There are not only several different levels of Samadhi, but also different ways to achieve Samadhi. The knowledge you learn, the experience you gain, the kindred spirits you meet, and the immersion in a sacred place nourishes the mind, body, and spirit. In true Asana rests one's body comfortably and rises up above the gross mind, body and senses and realises the true self.

By practice of the limbs of Yoga, impurities dwindle away and there dawns the light of wisdom, leading to discriminative discernment. According to Patanjali, this consists of eight limbs, known as 'The Eight Limbs of Yoga'. Absorption Devi concentration (appanasamadhi): The total immersion of the mind on its meditation of object and stabilization of all four jhanas.

The aim of these practices is to 'still' the ever-chattering mind and to make it eka grata (one-pointed). These body movements were the beginning of yoga poses while the Vedic texts were guidelines for reaching the ultimate state of consciousness - pure awareness.

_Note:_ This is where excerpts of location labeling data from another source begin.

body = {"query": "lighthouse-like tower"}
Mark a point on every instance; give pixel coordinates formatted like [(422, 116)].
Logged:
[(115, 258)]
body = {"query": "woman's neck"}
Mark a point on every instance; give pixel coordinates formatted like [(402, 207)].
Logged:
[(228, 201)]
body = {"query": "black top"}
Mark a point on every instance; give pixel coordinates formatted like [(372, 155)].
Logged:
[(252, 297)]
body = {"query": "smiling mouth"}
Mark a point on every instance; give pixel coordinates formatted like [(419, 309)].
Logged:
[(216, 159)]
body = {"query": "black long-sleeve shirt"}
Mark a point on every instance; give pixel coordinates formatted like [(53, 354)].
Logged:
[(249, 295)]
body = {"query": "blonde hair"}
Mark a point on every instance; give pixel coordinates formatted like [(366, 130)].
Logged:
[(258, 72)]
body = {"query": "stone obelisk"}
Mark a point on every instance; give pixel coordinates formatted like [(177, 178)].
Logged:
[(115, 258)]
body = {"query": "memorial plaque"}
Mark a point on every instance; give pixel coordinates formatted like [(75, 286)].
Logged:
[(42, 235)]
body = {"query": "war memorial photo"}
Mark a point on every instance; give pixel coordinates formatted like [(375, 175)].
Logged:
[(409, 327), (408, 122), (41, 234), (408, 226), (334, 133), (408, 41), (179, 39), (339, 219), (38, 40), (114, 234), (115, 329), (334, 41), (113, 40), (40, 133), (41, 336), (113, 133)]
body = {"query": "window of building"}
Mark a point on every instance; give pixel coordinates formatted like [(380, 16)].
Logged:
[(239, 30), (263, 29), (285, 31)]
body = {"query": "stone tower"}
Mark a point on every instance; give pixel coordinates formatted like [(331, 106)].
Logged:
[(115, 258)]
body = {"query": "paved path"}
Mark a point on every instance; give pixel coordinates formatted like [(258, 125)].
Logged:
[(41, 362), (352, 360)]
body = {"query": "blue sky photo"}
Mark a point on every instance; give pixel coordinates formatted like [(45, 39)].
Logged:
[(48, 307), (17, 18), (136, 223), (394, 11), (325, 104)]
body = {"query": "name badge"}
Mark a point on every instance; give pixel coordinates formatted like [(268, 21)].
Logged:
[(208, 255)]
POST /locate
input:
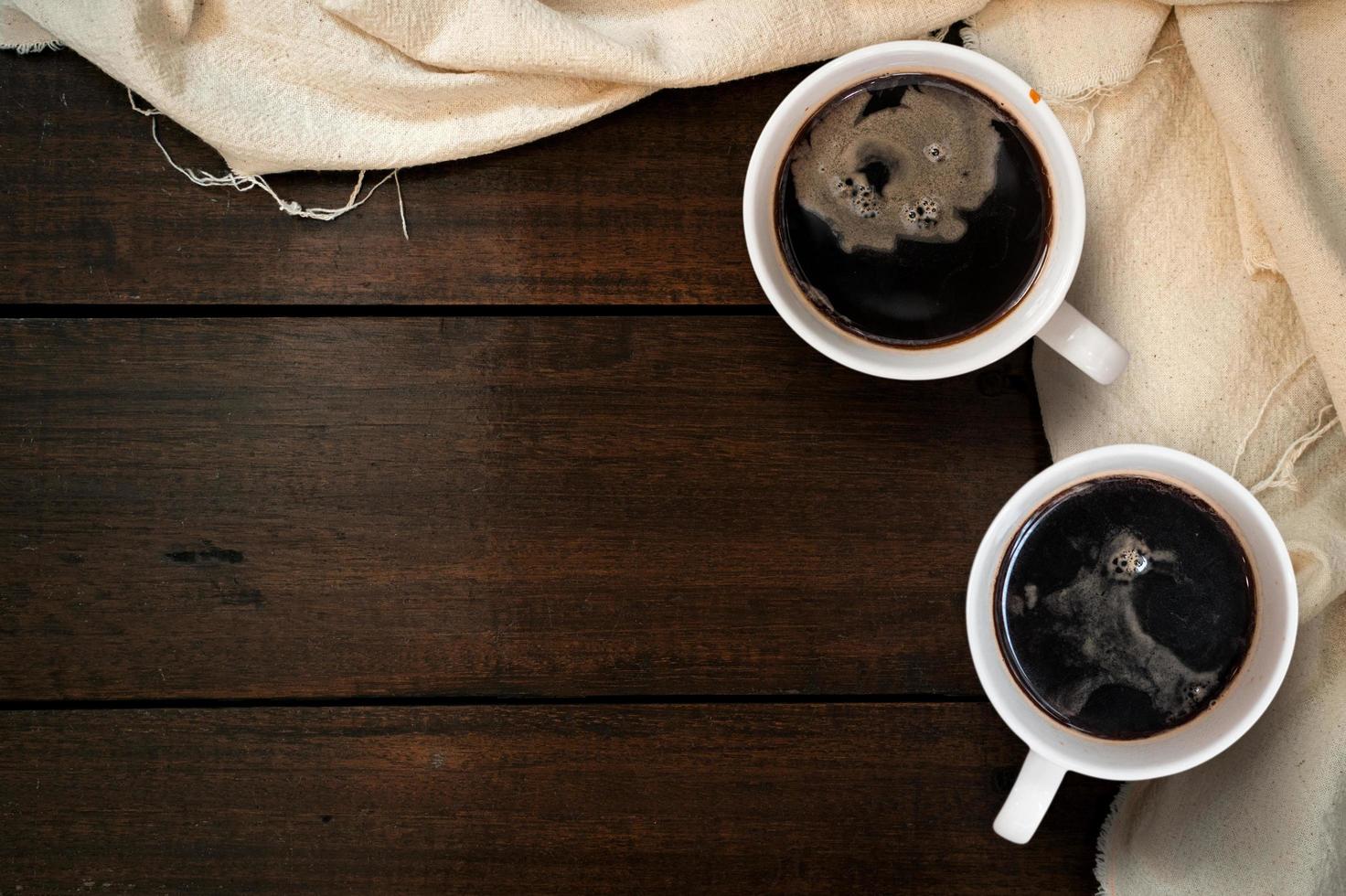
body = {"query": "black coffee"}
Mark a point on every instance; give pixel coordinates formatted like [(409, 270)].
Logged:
[(912, 210), (1124, 605)]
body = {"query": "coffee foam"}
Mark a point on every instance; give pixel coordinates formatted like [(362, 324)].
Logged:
[(1095, 618), (902, 173)]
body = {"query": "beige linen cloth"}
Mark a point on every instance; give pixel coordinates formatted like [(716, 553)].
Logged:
[(1213, 143)]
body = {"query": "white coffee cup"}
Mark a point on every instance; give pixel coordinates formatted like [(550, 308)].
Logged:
[(1041, 313), (1054, 747)]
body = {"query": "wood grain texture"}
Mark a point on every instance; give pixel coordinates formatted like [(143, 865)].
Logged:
[(528, 799), (638, 208), (561, 507)]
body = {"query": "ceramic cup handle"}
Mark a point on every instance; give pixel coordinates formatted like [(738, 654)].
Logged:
[(1080, 341), (1027, 804)]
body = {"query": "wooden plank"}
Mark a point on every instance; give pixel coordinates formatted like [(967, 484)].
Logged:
[(528, 799), (641, 206), (318, 507)]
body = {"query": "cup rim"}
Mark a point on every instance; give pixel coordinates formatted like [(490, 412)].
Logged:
[(1040, 124), (1073, 750)]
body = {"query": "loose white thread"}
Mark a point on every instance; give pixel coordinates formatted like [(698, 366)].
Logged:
[(1283, 476), (1262, 412), (1094, 97), (37, 46), (401, 210), (242, 183)]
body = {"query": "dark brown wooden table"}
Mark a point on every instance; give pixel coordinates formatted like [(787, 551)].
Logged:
[(533, 554)]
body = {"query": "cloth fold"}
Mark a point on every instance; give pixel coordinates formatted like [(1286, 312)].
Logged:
[(1214, 170)]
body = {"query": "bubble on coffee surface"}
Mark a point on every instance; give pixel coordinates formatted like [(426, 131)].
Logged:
[(909, 171), (1095, 616), (1126, 605)]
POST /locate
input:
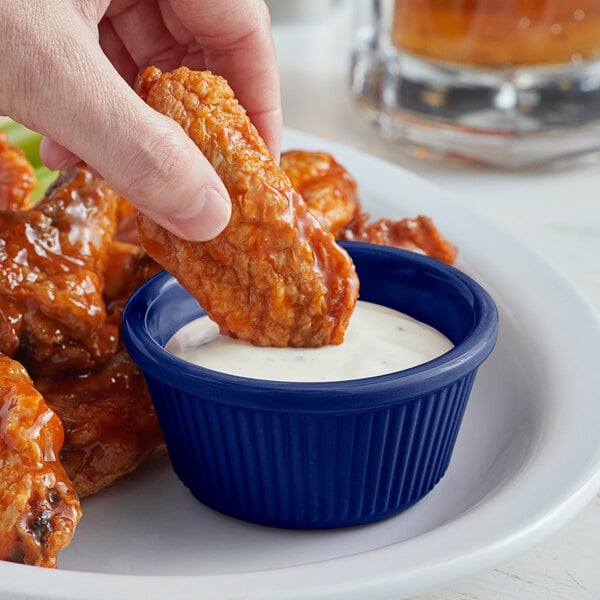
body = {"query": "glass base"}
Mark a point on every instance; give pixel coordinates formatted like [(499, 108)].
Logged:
[(509, 118)]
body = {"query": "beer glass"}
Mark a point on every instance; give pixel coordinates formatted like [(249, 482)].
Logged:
[(510, 83)]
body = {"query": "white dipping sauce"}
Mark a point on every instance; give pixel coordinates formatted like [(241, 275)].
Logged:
[(378, 340)]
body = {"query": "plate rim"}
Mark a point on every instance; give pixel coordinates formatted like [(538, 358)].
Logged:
[(371, 568)]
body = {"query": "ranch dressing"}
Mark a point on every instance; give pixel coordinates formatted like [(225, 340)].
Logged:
[(378, 340)]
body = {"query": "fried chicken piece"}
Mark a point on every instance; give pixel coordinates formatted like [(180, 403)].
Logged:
[(39, 509), (327, 188), (109, 421), (52, 313), (331, 194), (418, 234), (273, 277), (17, 178)]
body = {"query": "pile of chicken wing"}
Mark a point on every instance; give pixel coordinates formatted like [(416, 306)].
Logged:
[(75, 414)]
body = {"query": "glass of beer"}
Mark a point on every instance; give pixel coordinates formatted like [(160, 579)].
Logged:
[(509, 83)]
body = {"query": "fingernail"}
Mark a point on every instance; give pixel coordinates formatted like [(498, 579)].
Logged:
[(205, 218)]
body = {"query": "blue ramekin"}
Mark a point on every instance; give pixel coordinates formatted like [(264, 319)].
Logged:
[(318, 455)]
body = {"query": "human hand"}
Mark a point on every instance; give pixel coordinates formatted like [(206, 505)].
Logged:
[(68, 68)]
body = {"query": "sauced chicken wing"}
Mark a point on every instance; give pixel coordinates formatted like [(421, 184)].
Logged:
[(273, 276), (330, 193), (418, 234), (109, 421), (327, 188), (39, 509), (52, 314), (17, 179)]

In yoga there are two main meditation practices ~ active and passive. There is only one purpose of meditation ~ to experience 'That' which is also known as Samadhi or enlightenment. We do this in our daily ashtanga asana practice, sometimes without realising. In practice, when the mind comes out of Samadhi, we then practice Vipassana.

In the present-day world, people seem to use the words meditation and Yoga interchangeably. Emphatic love defines the practice of bhakti yoga as the practitioner devotes their whole being towards the spiritual divine. So in Yogasana one rests one's body in a comfortable and static posture so that all other succeeding limbs are practiced easily and one reaches upto the last limb i.e. Samadhi.